25. The device according to claim 24, characterized in that the first polarizing direction (70) is essentially orthogonal to the second polarizing direction (80), so that direct light in the visible wavelength region between 380nm and 800nm passing through the device from the first pane-like element (3) to the second pane-like element is (7) is less then 20% preferably less than 10%, most preferable less than 5%, at most preferable less than 2%.

26. The device according to one of the claims 1 to 25, characterized in that the distance being formed between the first pane-like element (3) and the second pane-like element (7) is at least 50cm, preferably at least 1 m, most preferable at least 2m.

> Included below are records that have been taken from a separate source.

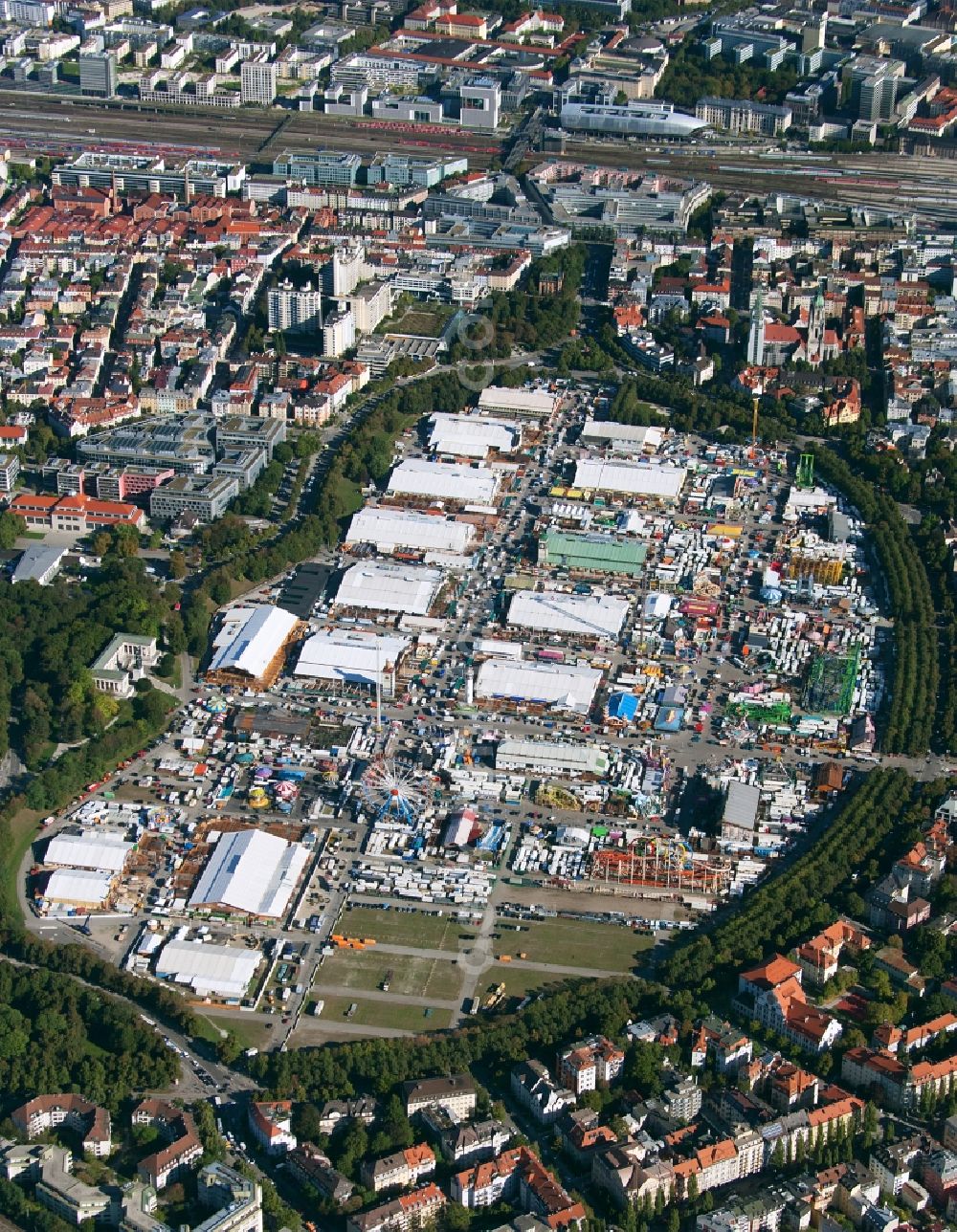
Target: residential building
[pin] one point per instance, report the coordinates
(295, 311)
(597, 1062)
(272, 1125)
(534, 1088)
(78, 1113)
(743, 116)
(338, 333)
(398, 1171)
(402, 1214)
(183, 1142)
(257, 77)
(9, 471)
(312, 1168)
(456, 1094)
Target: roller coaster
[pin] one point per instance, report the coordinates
(660, 863)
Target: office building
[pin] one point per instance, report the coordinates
(481, 103)
(98, 76)
(322, 167)
(743, 116)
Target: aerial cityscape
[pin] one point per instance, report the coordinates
(478, 616)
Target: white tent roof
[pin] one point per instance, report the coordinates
(584, 615)
(251, 871)
(251, 638)
(389, 588)
(633, 478)
(521, 402)
(405, 527)
(545, 683)
(349, 655)
(81, 888)
(657, 605)
(444, 480)
(473, 435)
(209, 970)
(105, 852)
(623, 434)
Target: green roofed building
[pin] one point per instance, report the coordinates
(592, 553)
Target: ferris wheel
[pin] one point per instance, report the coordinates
(393, 791)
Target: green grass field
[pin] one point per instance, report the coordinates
(518, 980)
(573, 944)
(412, 978)
(407, 928)
(422, 324)
(383, 1013)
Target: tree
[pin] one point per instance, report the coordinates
(11, 527)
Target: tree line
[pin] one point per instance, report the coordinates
(910, 713)
(807, 894)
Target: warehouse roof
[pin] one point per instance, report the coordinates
(585, 758)
(473, 435)
(606, 553)
(405, 527)
(584, 615)
(210, 970)
(522, 402)
(391, 588)
(251, 638)
(80, 886)
(740, 808)
(633, 478)
(349, 655)
(105, 852)
(251, 871)
(444, 480)
(623, 434)
(544, 683)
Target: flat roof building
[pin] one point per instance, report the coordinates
(525, 403)
(221, 971)
(580, 615)
(631, 478)
(473, 436)
(351, 657)
(251, 872)
(81, 889)
(550, 757)
(444, 480)
(249, 647)
(389, 530)
(374, 585)
(88, 849)
(539, 684)
(590, 552)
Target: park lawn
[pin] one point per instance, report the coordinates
(520, 980)
(252, 1032)
(573, 944)
(383, 1013)
(407, 928)
(22, 832)
(411, 978)
(422, 323)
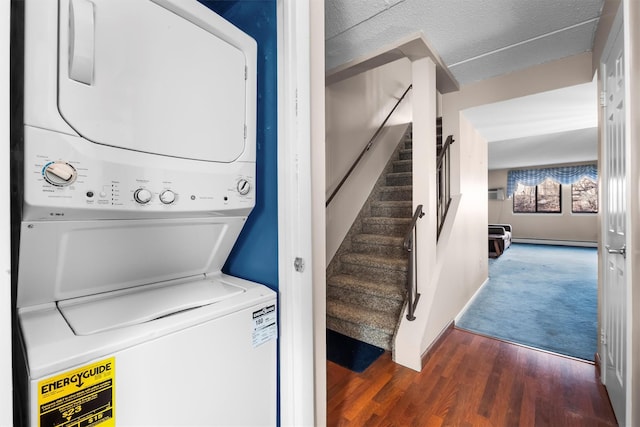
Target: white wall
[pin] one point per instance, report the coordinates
(462, 264)
(564, 226)
(355, 108)
(6, 412)
(317, 207)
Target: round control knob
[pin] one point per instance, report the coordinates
(243, 186)
(142, 196)
(59, 173)
(167, 197)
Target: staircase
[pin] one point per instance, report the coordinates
(367, 277)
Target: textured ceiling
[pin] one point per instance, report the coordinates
(554, 127)
(480, 39)
(476, 39)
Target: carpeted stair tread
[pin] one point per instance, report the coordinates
(366, 290)
(396, 192)
(353, 283)
(375, 261)
(402, 165)
(379, 239)
(399, 178)
(392, 208)
(384, 322)
(386, 225)
(406, 154)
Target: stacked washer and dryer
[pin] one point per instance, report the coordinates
(139, 174)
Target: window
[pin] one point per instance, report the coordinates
(584, 196)
(541, 198)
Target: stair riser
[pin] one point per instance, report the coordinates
(373, 249)
(375, 273)
(360, 332)
(405, 155)
(391, 211)
(386, 229)
(402, 167)
(399, 180)
(365, 300)
(388, 196)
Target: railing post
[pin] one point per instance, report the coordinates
(409, 245)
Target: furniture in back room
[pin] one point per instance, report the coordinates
(499, 239)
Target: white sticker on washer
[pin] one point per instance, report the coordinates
(265, 325)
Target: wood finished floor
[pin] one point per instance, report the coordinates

27. The device according to one of the claims 1 to 26, characterized in that at least the first and/or the second pane-like element comprises a further coating.

28. The device according to claim 27, characterized in that the further coating is one or more of the following coatings:

- a low-E coating

- a easy to clean coating

- a color effect coating 29. The use of a device according to one of the claims 1 to 28 in one of the following areas:

in the area of architectural glazing, especially in the field of interior design, in security-relevant areas, especially in prisons, in the health field, especially in hospitals and psychiatric institutions.

- in multi functional windows such as fire resistant glazing, radiation shielding glazing, UV shielding glazing, optically switching glazing, coloured glazing or bullet proof glazing.

30. The use of a device according to one of the claims 1 to 28 in one of the following areas:

security related areas and rooms (20), where a single pane like element (7) including a polarizing layer (80) is used to suppress the radiation from a LCD-computer monitor to adjacent areas, in such way, that a first polarization direction of the pane like element (80) is oriented essentially perpendicular to a second polarization direction of the LCD monitor in the visible wavelength region used e.g. in a monitoring room (20).

31. The use of a device according to claim 30,

characterized in that

the transmission of visible light emitted by the LCD monitor through the polarizing layer is suppressed to a level of less than 5%, preferably less than 2% and most preferably to less than 1%.